Rassie Erasmus, their 47-year-old head coach, came in to sort out the mess just last year. He appointed himself, as he is the director of rugby who got rid of previous coach Allister Coetzee after a desperate run of results. Erasmus will get rid of himself after tomorrow too, moving back upstairs. He was only in the role to firefight, but is one win from setting the world alight.

In 18 months Erasmus has brought home the best players playing abroad and nursed the wounded Springboks back to health. He has brought a rugby nation back onside too.

‘If you look at it,’ he said, ‘the only failure would be if we don’t pitch up and give everything. We started this whole journey 18 months ago and we said the main thing is how we play rugby. When we win, people will start supporting us again and talking about us.

‘Then you know South Africans are supporting you again, when they start engaging. We knew that it would be a process and we knew that the scoreboard at the end of the day would count.

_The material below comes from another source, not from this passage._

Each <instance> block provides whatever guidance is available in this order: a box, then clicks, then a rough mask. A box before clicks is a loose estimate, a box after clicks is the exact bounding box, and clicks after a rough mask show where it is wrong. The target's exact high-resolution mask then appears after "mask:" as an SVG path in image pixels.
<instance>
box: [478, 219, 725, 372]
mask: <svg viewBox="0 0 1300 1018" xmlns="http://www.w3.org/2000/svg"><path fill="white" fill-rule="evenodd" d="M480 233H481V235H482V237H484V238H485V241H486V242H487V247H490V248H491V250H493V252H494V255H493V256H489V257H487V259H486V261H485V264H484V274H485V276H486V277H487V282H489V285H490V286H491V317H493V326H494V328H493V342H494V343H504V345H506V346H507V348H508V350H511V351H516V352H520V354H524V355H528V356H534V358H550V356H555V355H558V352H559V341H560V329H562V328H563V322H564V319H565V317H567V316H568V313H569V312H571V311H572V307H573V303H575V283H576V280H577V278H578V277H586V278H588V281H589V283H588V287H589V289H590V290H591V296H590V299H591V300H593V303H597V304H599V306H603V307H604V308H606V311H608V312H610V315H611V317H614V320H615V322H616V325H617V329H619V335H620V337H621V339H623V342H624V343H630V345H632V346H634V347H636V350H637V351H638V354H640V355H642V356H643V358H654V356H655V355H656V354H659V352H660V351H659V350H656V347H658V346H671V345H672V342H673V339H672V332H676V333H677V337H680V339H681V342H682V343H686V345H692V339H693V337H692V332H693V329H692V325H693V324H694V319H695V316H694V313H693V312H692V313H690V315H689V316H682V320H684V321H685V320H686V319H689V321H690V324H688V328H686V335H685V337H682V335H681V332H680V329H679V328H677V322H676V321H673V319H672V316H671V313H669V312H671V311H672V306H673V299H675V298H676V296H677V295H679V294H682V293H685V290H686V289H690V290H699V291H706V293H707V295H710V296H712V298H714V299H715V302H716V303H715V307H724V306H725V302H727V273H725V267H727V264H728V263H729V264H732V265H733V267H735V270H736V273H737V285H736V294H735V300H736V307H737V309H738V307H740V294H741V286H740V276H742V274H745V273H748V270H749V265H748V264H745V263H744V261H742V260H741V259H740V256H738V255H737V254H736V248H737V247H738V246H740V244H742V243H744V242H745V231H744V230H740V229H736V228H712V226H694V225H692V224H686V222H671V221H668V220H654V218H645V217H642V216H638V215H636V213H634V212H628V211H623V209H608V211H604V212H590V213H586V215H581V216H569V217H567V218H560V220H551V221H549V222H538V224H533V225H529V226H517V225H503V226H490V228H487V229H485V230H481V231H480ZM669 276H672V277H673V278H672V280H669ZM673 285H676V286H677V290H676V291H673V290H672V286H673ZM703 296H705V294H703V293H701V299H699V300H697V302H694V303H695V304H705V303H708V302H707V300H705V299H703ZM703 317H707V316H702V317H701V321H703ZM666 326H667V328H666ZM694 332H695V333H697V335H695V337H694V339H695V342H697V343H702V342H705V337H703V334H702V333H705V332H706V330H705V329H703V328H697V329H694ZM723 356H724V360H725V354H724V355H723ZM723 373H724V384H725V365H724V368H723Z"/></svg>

‘For me, it’s an emotional one in the sense that I didn’t think 25 Test matches would go that quickly. It’s wonderful to be here. It’s sad that it’s only two days and then it is all over.

‘But hell, I must say, me being involved again gives me such hope for what rugby can do for South Africa.

‘I was one of those guys three years ago who said, “Let’s just play, boys. Stop talking about this hope thing. Rugby is rugby, and let’s just play”. But I’ve totally changed my mind. I believe if we play the right way, with the passion, and the people can see it, it just helps people forget about their problems. Whatever happens on Saturday, we have to make sure we use this for the next four, five, six, seven years, that it doesn’t get lost again, the positivity, what we get out of Saturday.’

Perhaps more than any other nation a World Cup win can temporarily bind South Africa together.

Erasmus admitted that when he appointed the Boks’ first black captain, Siya Kolisi (below), last summer he did not realise the significance of the selection. But now the boy from the township — who could not afford a television so watched the 2007 win in a tavern — is 80 minutes from lifting the World Cup.

‘My plan never was this big thing to get the country behind us,’ Erasmus added. ‘It was sudden and I was caught a bit off, maybe a bit naive, in thinking that this would be such a massive thing for him.

‘I thought his game suffered a little bit in the first few games. Then he got better and better, and we always knew he was a great player.

‘When that got better, he got an injury and we had to get him slowly back into the mix for the World Cup. But the timing is great now. He is firing fit to have a good final. It’s his 50th Test match, and it is fitting and a wonderful occasion for a guy to be the first black captain.